Two great and invaluable sources of information regarding the “care and feeding” of ICOM SSB radio equipment are: 

- The Cruising Club of America - Cruising Club of America’s Offshore Communications and Electronics.

- ICOM America

Both these websites have a lot of SSB downloadable documents and information.  There are also numerous other sources for SSB/HAM information.

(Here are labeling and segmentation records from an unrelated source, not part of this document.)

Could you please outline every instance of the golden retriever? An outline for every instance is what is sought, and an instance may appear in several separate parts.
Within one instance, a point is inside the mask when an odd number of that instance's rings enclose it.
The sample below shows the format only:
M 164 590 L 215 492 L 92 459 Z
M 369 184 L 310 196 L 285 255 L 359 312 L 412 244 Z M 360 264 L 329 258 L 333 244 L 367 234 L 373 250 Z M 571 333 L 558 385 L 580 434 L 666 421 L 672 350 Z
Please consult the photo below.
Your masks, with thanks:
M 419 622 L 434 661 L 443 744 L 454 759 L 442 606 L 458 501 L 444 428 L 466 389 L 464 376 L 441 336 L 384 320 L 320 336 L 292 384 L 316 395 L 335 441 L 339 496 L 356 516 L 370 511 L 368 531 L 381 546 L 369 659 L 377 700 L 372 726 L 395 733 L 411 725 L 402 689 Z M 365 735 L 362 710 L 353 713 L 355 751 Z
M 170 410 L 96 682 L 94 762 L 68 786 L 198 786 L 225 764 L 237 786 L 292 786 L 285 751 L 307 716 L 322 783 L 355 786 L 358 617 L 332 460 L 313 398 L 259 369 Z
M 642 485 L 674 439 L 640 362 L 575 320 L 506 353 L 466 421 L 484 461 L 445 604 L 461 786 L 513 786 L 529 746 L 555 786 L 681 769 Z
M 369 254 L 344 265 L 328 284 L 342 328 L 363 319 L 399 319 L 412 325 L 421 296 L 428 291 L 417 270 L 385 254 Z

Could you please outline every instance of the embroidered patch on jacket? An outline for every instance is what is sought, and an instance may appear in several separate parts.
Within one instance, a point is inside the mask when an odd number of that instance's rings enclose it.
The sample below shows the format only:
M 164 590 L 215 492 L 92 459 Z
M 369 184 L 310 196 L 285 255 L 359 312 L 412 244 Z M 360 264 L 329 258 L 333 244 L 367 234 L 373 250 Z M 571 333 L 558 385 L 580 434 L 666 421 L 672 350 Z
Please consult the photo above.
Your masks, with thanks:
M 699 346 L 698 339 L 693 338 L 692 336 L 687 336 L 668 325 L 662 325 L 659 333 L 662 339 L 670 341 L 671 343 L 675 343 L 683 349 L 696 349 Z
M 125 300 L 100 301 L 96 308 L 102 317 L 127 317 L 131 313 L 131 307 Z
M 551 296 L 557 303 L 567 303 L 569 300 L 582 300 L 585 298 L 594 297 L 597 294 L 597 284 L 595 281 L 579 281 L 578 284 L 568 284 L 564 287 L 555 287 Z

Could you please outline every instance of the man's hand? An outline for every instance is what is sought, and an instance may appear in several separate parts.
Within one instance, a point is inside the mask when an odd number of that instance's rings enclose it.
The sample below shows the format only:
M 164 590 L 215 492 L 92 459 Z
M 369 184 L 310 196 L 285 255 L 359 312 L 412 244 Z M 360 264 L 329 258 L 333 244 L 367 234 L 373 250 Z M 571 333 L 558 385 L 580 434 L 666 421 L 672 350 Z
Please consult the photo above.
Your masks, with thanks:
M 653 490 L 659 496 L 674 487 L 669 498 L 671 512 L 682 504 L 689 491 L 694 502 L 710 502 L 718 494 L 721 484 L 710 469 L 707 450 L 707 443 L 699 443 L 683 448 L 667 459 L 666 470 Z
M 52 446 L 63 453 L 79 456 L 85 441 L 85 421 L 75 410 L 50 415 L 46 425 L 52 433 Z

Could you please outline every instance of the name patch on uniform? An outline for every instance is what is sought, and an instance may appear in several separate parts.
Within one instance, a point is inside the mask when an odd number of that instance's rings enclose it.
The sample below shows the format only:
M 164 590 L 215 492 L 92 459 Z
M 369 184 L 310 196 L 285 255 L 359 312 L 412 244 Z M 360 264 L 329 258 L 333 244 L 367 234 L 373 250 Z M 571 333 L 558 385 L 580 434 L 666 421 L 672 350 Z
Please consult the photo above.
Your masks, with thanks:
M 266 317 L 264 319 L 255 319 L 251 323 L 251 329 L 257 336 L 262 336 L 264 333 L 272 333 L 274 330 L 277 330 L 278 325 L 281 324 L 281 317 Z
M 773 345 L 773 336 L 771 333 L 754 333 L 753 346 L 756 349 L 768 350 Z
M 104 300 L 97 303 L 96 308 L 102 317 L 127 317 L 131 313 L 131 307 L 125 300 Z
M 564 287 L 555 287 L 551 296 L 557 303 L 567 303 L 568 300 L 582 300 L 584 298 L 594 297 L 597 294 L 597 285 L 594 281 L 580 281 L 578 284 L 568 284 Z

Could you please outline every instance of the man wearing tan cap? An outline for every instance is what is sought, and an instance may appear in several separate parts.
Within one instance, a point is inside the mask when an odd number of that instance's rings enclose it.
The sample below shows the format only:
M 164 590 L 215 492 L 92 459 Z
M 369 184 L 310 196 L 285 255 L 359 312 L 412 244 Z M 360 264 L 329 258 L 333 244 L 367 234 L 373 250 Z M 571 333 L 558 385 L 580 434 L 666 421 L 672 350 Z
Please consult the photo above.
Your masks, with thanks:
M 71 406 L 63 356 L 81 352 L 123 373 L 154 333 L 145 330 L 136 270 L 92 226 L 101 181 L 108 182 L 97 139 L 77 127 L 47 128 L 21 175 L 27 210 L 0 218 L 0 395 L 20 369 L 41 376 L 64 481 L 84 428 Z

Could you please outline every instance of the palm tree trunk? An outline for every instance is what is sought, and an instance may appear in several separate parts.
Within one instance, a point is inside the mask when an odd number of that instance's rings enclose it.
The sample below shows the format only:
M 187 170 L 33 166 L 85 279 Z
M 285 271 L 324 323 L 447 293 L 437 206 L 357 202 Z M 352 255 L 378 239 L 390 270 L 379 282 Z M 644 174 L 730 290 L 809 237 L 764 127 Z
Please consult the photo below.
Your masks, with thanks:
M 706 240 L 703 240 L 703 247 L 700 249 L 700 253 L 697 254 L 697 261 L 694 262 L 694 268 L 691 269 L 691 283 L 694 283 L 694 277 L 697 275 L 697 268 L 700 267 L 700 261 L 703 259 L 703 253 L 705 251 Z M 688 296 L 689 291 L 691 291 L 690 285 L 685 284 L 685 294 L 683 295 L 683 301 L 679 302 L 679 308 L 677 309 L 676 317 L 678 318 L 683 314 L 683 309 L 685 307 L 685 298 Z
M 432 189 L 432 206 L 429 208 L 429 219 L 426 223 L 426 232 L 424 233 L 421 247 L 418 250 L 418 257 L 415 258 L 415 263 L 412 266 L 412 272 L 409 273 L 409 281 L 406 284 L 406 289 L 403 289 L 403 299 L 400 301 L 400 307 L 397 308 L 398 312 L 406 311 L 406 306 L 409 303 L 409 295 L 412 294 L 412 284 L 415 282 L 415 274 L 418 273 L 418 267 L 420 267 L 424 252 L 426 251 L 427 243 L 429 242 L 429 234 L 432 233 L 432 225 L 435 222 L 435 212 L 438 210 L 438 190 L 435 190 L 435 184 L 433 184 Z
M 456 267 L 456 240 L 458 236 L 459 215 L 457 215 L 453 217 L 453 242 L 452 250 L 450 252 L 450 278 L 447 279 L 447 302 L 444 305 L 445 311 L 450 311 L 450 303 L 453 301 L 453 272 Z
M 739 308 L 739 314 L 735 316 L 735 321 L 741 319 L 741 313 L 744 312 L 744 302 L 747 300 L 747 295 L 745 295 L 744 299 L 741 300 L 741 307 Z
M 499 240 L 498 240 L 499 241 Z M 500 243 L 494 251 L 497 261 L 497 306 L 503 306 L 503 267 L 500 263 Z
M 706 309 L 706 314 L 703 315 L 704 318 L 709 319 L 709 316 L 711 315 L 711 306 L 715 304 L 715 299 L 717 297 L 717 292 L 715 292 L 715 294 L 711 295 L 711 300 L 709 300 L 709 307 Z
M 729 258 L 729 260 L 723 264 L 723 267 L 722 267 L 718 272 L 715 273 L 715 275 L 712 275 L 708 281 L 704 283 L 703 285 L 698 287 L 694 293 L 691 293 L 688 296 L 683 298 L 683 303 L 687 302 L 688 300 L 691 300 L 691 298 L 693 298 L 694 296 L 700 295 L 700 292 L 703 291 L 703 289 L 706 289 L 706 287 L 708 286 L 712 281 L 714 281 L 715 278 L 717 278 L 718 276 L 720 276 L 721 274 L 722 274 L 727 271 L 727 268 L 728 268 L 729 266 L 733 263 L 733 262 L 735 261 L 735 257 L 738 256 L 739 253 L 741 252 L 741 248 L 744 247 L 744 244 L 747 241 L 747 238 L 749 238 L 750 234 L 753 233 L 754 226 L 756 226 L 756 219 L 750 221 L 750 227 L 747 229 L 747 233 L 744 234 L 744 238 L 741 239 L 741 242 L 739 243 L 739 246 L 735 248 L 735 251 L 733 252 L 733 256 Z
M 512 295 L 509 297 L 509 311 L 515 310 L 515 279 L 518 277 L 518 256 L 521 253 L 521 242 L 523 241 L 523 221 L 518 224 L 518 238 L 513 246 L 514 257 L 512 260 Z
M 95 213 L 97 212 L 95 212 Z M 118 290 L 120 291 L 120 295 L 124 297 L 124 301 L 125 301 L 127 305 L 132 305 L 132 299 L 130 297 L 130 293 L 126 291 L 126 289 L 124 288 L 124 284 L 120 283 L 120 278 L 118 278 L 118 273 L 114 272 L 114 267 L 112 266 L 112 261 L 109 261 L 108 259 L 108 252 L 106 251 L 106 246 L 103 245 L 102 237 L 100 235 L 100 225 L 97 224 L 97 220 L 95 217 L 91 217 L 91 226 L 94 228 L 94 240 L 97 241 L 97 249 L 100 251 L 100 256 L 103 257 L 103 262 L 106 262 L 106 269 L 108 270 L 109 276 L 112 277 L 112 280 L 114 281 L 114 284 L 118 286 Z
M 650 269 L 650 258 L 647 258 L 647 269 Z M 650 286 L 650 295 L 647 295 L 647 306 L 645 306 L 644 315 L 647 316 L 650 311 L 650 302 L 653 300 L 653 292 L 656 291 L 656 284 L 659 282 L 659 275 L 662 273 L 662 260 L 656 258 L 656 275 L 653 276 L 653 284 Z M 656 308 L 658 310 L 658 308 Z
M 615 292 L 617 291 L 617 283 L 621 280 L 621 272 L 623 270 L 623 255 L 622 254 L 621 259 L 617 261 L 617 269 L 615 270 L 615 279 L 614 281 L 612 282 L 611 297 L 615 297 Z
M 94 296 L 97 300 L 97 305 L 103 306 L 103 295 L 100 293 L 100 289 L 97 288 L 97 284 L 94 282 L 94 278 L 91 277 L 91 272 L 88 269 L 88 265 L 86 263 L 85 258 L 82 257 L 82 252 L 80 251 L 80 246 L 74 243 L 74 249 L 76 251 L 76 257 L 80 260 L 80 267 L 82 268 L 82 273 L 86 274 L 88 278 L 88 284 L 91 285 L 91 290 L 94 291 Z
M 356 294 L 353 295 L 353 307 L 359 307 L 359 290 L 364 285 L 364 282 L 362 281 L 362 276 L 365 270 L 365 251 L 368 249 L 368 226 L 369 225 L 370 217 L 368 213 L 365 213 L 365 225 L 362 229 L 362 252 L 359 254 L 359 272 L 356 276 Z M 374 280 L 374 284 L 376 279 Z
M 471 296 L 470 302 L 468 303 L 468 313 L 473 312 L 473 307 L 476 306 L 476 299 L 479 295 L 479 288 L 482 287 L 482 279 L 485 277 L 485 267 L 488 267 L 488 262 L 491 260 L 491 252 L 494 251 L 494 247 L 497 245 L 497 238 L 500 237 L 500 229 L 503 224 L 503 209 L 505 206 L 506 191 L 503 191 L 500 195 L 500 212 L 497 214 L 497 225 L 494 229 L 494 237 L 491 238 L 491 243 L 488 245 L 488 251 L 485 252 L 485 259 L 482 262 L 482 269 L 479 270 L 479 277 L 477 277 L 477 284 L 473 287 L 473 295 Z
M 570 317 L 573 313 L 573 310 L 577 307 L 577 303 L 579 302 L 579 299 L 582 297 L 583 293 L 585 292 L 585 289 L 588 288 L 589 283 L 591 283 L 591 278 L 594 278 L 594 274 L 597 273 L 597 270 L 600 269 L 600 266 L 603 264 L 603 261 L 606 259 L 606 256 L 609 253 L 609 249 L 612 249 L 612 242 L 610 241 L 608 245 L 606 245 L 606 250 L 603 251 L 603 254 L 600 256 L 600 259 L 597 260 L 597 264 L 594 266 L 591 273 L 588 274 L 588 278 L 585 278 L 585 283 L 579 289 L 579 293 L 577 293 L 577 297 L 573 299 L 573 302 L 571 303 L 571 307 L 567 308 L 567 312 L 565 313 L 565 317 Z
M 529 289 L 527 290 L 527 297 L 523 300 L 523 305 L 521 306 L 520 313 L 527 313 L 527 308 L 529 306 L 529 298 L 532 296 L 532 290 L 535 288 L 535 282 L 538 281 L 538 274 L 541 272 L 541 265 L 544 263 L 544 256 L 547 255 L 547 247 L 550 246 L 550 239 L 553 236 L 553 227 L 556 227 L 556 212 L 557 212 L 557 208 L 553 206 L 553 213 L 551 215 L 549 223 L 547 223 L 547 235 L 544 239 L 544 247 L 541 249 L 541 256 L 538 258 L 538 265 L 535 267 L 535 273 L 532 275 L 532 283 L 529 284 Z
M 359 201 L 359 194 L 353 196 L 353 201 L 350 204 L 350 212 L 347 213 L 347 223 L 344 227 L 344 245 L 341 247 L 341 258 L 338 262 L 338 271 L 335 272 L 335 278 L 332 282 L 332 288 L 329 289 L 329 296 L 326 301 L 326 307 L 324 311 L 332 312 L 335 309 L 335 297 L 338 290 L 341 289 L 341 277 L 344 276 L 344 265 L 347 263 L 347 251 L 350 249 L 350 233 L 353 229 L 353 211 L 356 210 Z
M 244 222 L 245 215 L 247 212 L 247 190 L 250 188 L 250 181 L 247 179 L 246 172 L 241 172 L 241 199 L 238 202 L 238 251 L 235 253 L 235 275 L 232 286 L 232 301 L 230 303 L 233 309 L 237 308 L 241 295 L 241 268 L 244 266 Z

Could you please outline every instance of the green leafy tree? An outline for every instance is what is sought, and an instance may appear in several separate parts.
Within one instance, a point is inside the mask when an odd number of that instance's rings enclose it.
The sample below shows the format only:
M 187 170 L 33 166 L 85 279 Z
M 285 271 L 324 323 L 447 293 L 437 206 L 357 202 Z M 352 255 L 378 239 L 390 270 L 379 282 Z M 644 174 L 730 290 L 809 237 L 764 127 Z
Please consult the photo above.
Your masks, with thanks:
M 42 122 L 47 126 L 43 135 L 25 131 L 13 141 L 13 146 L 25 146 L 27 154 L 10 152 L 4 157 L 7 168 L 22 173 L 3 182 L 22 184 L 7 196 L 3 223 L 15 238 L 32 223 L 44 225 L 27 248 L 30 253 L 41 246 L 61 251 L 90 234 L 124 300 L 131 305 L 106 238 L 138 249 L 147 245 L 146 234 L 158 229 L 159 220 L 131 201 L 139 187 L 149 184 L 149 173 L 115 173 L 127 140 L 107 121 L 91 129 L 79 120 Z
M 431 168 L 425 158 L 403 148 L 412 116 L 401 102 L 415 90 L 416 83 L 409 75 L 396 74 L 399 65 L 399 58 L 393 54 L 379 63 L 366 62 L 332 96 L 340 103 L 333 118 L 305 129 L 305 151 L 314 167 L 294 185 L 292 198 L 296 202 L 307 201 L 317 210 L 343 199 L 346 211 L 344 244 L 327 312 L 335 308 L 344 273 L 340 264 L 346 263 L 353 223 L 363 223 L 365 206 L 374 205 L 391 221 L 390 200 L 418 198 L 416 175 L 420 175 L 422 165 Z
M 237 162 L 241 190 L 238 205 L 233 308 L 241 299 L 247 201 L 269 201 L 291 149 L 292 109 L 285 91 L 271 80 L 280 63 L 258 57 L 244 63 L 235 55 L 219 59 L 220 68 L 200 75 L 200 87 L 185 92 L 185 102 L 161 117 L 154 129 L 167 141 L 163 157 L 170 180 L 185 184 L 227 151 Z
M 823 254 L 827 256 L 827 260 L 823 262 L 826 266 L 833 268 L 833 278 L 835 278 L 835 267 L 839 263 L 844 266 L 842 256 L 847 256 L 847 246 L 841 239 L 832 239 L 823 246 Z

Since the A-37 yawl uses a “Y” shaped backstay, and since we use the split portion of the backstay as a tensioner, the backstay itself did not lend itself readily as an insulated (and structural) backstay.  After considering various antenna options, we decided on using a “triadic” type of antenna running from the mainmast truck to the mizzen truck, using a piece of ¼” 1x19 SS wire that we had on hand with an “egg” type insulator on each end of the antenna.  Since the antenna tuner is located in close proximity to the mizzen mast, we led the antenna lead (Ancor GTO-15 shielded cable) internally up through the mizzen mast and culminating in a short lead to the insulated antenna.  Since this “triadic” antenna is not structural, it does not require special insulators – simply off-the-shelf inexpensive components (i.e., several nicropress fittings, SS thimbles, “egg” insulators etc.).  The insulators were purchased on-line from Universal Radio ( for less than $3.00 each (estimated cost of the antenna including antenna lead wire was less than $50)!  The installation of the antenna was relatively simple, since we had the mainmast out of the boat when we began the SSB installation. We were able to drill the antenna attaching points on the mainmast and mizzen mast trucks while the masts were out of the boat.  However, it wouldn’t be too much of a problem to do this work from a bos’n chair.


 Once the antenna design was firm, we made one trip up the mainmast and one up the mizzen mast to finalize the antenna installation.

For the ground plane, we ran heavy 3” copper foil from the ICOM transceiver along the port side of the boat (behind the quarter berth teak plywood outboard panel) to the antenna tuner.  We also ran the copper foil from the tuner through the “tunnel” (the area underneath the cockpit sole), through the engine compartment and into the area above the bilge sump.  While we had the boat out of the water early this summer (the boat had just been returned from a major exterior refurbishing by “Alex” of Whitby Boat), we installed 2 grounding plates, one on either side of the hull (outside) about 18” below the waterline adjacent to the bilge sump area to which the copper foil from the antenna tuner was attached.  The grounding plates were constructed out of ¼” x 4” x 2’ copper bar purchased from Online Metals (  In our opinion, the copper bar is nearly as effective as a grounding plate as the commercially available “dynaplate”, and at a much lower price.  These plates were bedded and through bolted using silicone bronze fasteners. We have not bonded the ground plane system to any of the water tanks or thru-hulls, as there are several electrolysis issues to consider, and the performance thus far seems to indicate that further extension of the ground plane may be unnecessary.   We added ferrite chokes to all transceiver and tuner cables to suppress RF interference.  The ferrites are available through Farallon Electronics (

We are currently working on the HAM operator requirements, namely Morse code and the exam questions.  We also have the equipment for working email aboard through the use of the SCS PACTOR modem, and also have begun working the receipt of NAVTEX, WEATHER FAX, etc. etc. – but that’s another story!

We think this is a good installation since it appears to work well!!   One can spend many hours conversing with long distance cruisers and dreaming of far distance ports!!